Born too Loose
I saw that as a tattoo once on a young lady and asked what it meant, and she said, “You know, I am a rebel, so I am not going to succeed in society, so I was Born to Lose.” I smiled, had a careful re-check of the tattoo and complimented her on her choice of phrases, but that has nothing to do with the Bank of Canada’s interest rate decision yesterday.
Yes, the Bank’s monetary policy continues on its Loose Money ways, that is for sure, with the Bank keeping its key overnight rate at 1.0% and thus it’s Bank Rate is at 1.25%, and its savings rate is at 0.75%, same as it has been for a while, which is a relief for those who are carrying debt right now.
To quote the report that came with this announcement:
The recovery in Canada is proceeding at a moderate pace, although economic activity in the second half of 2010 appears slightly weaker than the Bank projected in its October Monetary Policy Report. In the third quarter, household spending was stronger than the Bank had anticipated and growth in business investment was robust. However, net exports were weaker than projected and continued to exert a significant drag on growth. This underlines a previously-identified risk that a combination of disappointing productivity performance and persistent strength in the Canadian dollar could dampen the expected recovery of net exports.

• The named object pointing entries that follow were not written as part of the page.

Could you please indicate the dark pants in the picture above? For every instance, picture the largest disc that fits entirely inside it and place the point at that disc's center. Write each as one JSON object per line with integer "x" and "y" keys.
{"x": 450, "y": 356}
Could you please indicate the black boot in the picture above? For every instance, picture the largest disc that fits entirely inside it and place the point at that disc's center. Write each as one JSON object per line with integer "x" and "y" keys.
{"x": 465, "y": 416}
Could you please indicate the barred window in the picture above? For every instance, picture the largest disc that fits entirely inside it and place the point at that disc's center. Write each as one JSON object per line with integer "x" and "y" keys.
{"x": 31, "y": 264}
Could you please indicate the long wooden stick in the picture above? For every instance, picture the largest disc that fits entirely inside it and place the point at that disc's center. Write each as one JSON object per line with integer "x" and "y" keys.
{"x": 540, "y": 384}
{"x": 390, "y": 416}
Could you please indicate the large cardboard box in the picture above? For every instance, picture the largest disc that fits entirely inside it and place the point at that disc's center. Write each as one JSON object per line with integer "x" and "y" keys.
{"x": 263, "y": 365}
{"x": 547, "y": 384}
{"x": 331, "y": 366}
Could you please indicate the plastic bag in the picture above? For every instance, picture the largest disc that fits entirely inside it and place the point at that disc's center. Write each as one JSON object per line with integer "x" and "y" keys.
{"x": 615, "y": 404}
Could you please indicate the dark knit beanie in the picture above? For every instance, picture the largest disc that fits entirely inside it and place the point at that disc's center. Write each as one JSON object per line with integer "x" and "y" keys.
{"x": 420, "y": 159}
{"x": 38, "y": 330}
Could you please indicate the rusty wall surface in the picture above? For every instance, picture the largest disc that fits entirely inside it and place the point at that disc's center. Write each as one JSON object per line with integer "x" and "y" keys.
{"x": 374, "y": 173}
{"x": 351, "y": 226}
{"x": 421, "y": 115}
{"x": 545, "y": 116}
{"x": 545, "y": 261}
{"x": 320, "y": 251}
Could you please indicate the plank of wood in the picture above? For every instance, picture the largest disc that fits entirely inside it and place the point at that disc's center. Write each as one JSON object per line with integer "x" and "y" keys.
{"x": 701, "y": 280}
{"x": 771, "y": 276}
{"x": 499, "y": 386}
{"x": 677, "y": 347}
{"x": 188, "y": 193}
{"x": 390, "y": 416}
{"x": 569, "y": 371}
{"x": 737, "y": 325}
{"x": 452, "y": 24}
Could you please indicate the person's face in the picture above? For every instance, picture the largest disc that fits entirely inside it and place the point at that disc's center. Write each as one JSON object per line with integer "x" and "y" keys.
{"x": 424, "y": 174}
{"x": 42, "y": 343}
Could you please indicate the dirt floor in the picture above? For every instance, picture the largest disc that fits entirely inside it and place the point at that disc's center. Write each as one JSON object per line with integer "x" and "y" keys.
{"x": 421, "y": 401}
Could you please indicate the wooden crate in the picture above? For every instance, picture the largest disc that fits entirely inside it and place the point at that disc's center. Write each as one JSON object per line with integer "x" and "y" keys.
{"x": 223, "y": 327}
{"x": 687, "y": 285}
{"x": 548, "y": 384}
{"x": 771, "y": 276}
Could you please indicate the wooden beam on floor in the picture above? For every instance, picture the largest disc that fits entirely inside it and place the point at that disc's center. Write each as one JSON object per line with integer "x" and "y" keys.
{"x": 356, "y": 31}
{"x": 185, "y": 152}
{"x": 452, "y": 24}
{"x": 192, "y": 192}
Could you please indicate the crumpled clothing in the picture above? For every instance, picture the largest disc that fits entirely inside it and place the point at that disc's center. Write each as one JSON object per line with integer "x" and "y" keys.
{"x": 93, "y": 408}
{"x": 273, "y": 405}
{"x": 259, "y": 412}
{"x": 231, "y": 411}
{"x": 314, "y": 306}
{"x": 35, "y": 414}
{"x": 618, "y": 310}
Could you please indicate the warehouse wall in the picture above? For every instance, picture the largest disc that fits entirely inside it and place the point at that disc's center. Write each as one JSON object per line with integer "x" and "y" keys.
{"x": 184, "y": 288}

In other words, we are afraid to raise interest rates just yet because the North American economy in general and Canada’s economy in specific is far too fragile to absorb a tighter monetary policy (for now). The report goes on to say that in “…broad terms…” inflation is in line with the Bank’s views (an interesting term to use, it sounds like they are hedging their bets).
A more exciting comment was:
Reflecting all of these factors, the Bank has decided to maintain the target for the overnight rate at 1 per cent. This leaves considerable monetary stimulus in place, consistent with achieving the 2 per cent inflation target in an environment of significant excess supply in Canada. Any further reduction in monetary policy stimulus would need to be carefully considered.
Again, they seem to be saying things are a little too fragile for any kind of monetary tightening, so we need to keep money loose for now.
How good have we had it? Please look at the graph and see how low the rate has been for the past ten years. Remember that interest rates were at the 20% level in the ’80s, and don’t say that can’t happen again, because it can.